= Outre-Mer =

Book by Henry Wadsworth Longfellow

Outre-Mer: A Pilgrimage Beyond the Sea is a prose collection by American poet Henry Wadsworth Longfellow. It was the first major work by Longfellow and it was inspired by his travels in Europe as a young man. The term "outre-mer" is French for "overseas".

==Overview==
In preparation for his employment as a professor of language at his alma mater Bowdoin College, Longfellow traveled to Europe. His stay there may have inspired Outre-Mer. It is his first published literary work after previously publishing academic texts.

After Longfellow received a professorship at Harvard College, he rented a room in Cambridge, Massachusetts from Elizabeth Craigie, the widow of Andrew Craigie, who had been the first Apothecary General of the United States, in the summer of 1837. Assuming the young-looking Longfellow was a student at neighboring Harvard, Mrs. Craigie refused to board him. Longfellow convinced her that he was a faculty member, and pointed out that he was the author of Outre-Mer, which she had a copy of. The Craigie House is now the Longfellow House–Washington's Headquarters National Historic Site. When Longfellow first met his wife-to-be Fanny Appleton, she was traveling in Switzerland in 1836 with her family, including her father the industrialist Nathan Appleton. After meeting Longfellow, she wrote in her journal that she hoped he would not "pop in on us" though, she admitted "I did like his Outre-Mer".

==Publication history and reception==
Longfellow, who was experimenting with prose writings, published the first parts of Outre-Mer in pamphlet form in the 1830s. Harper & Brothers published the completed work in two volumes in 1835 without the author's name. Longfellow traveled to Europe shortly afterward, and while in London had an English edition printed, credited only by "An American".

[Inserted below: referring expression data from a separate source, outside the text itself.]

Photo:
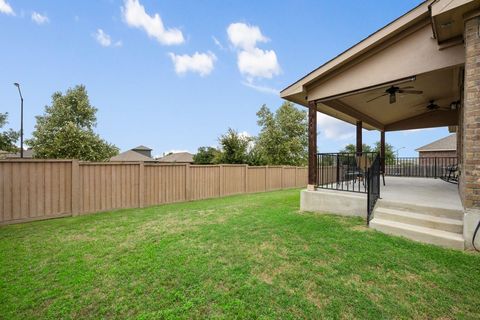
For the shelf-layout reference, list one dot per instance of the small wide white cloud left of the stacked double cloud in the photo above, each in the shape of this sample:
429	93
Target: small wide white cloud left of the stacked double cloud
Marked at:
201	63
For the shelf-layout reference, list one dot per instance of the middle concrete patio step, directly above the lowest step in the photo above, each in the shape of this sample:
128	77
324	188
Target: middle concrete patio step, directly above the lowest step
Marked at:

The book was not particularly successful. The indifferent reception, as well as his duties as a Harvard professor, prevented Longfellow from producing significant literary works until 1838, with his poem "A Psalm of Life" and his novel Hyperion. However, Longfellow's former Bowdoin College classmate Nathaniel Hawthorne enjoyed the work so much that it inspired him to rekindle their acquaintanceship. Hawthorne also offered Longfellow a copy of his recently published Twice-Told Tales.

Longfellow would later work with publishers Ticknor and Fields in Boston, which reissued Outre-Mer and most of his other early writings in the 1850s.